La direttrice del Museo Nazionale Libico, Fathiya Abdallah Ahmed, in un discorso durante l'inaugurazione del museo oggi, ha affermato che la riapertura del museo al pubblico avviene dopo un lungo sforzo per riportarlo in una nuova veste, con il supporto del Governo di Unità Nazionale e del Ministro di Stato per la Comunicazione e gli Affari Politici Walid Al-Lafi.

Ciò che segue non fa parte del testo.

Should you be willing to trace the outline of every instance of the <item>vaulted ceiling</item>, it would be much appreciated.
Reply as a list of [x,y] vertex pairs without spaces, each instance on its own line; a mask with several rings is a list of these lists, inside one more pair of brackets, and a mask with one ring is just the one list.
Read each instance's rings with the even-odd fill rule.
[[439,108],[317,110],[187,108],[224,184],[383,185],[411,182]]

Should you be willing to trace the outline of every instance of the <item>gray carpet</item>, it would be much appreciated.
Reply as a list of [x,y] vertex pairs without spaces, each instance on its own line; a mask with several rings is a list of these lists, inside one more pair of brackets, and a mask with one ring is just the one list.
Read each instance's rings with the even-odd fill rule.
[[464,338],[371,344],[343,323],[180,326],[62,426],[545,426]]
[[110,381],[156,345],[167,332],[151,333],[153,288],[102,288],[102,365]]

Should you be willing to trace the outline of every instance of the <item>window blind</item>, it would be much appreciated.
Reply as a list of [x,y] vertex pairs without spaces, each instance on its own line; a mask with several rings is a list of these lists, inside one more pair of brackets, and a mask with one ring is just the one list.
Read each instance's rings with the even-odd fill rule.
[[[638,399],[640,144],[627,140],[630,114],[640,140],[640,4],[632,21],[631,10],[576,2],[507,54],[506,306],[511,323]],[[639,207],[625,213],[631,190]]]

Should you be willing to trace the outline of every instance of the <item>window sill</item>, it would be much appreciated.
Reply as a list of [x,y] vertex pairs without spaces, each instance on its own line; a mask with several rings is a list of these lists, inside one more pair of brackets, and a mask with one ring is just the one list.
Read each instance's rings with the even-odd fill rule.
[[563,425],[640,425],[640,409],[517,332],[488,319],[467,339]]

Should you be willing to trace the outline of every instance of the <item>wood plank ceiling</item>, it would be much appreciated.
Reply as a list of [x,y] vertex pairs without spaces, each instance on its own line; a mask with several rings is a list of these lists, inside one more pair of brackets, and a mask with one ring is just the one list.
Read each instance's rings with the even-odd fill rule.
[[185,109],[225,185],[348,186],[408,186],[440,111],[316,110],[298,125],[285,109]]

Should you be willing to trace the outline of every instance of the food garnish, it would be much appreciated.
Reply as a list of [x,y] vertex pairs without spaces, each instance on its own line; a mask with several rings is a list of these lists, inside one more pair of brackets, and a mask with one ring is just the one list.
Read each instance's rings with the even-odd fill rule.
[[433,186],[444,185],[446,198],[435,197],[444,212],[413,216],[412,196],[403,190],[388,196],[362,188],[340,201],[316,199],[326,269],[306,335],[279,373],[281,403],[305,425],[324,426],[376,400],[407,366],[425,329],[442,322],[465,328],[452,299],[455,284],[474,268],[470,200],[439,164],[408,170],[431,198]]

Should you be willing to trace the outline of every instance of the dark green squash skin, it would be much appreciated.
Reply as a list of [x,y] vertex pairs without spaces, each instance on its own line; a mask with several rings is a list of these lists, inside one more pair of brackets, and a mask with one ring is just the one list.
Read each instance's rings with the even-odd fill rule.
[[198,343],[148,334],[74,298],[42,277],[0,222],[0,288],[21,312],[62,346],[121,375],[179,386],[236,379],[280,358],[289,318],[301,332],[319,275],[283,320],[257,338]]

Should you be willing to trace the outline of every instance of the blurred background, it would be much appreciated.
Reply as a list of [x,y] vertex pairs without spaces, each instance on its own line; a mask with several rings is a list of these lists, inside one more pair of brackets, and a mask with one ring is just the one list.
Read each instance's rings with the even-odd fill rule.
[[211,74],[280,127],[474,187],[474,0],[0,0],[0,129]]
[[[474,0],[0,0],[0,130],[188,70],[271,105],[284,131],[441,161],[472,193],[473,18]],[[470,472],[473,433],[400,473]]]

Ha aggiunto che la direzione del museo è riuscita a preservare tutti i reperti archeologici negli ultimi anni nonostante le tensioni vissute dal paese, sottolineando che i visitatori potranno nuovamente vedere questi oggetti, oggi esposti con metodi e tecnologia aggiornati che consentono al visitatore di vivere un'atmosfera viva, non solo una mostra statica.
La direttrice ha considerato la riapertura un grande successo e una prova della consapevolezza e dell'attenzione del governo per questo patrimonio culturale, sottolineando l'importanza del museo nell'educare le nuove generazioni sulla storia della Libia, "perché chi non ha un passato non ha né presente né futuro". Ha spiegato che i vari piani del museo seguono una sequenza cronologica che inizia con i reperti preistorici, poi le civiltà successive, fino alla fase della resistenza libica e ai cimeli dei combattenti e del periodo senussita.